Once we've built a proof-of-concept models for step 1 and 2, we'll combine these to produce a simple PV nowcasting system.

  1. Clouds don't just move. Clouds condense out of 'nothing'; and evaporate / precipitate away into 'nothing'. Clouds change shape; grow vertically; merge; split; change opacity, etc. Can we train a machine learning model to predict how clouds will 'evolve' over a few hours?

A more detailed plan is available here.

Ultra-open science; and how to get involved

All our code will be open (on GitHub); we'll blog about results (including negative results); we'll openly discuss ideas and concerns; and we'll maintain a public 'leaderboard' to show how well different models have performed (hopefully, over time, many of those models will be built by other people!)

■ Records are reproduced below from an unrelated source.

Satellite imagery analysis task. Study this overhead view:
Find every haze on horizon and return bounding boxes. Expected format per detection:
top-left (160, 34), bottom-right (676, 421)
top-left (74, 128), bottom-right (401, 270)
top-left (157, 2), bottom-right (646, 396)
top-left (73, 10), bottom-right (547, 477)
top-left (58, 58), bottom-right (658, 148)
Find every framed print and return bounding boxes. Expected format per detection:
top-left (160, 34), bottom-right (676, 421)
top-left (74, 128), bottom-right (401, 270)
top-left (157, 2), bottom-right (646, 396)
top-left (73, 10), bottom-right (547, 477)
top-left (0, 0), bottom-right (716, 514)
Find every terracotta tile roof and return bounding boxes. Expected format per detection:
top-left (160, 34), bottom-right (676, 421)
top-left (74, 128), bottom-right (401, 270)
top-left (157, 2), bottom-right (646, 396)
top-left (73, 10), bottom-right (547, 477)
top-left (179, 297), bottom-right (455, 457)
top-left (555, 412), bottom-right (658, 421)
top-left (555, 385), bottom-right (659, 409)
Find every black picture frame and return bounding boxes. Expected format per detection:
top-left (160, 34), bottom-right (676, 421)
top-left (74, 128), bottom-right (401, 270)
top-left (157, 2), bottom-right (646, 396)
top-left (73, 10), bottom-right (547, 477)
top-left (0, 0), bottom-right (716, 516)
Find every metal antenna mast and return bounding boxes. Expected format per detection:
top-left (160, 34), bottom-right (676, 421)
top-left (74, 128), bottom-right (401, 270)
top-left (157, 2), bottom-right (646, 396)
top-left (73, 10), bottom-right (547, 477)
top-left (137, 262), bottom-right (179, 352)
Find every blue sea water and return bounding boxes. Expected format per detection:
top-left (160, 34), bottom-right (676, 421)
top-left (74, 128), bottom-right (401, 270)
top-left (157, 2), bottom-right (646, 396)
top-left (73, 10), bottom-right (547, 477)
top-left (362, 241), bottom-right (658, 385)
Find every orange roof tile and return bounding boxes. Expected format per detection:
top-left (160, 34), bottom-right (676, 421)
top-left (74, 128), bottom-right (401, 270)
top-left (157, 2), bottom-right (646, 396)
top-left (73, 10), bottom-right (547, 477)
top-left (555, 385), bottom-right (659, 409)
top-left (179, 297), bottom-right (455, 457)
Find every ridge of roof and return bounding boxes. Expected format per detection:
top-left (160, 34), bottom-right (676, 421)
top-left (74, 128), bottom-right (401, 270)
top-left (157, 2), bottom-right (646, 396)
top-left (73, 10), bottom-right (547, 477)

It'll take us another few months to get the project off the ground but, once we do, we'd love people to get involved in the conversations; and to build software tools to help process and visualise the data :)

But, by far the best way to scale this research across multiple people is probably to enable you folks to try your own modelling approaches (i.e. to take Open Climate Fix out of the loop! You guys just download the data, and maybe use some open-source tools the community develops, and try to beat the current state-of-the-art, and then send your score to the leaderboard)

If we write a paper, then everyone who contributes ideas or code will be listed as an author :)

If you'd like to get involved, please register your interest on OCF's volunteer register and/or join the conversations on OCF's forum.

Data

When we started Open Climate Fix, we hoped to be able to make life super-easy for researchers by collating all relevant datasets into one location. Unfortunately, we're strictly not allowed to 'redistribute' the satellite data, so we can't collate the satellite data. We're working on fixing this! But this isn't a deal-breaker, as each individual researcher can download the historical satellite data for free from the satellite data provider (EUMETSAT). We'll try to make tools and documentation to make this as painless as possible.

We're also working hard to get some solar PV power data released into the open.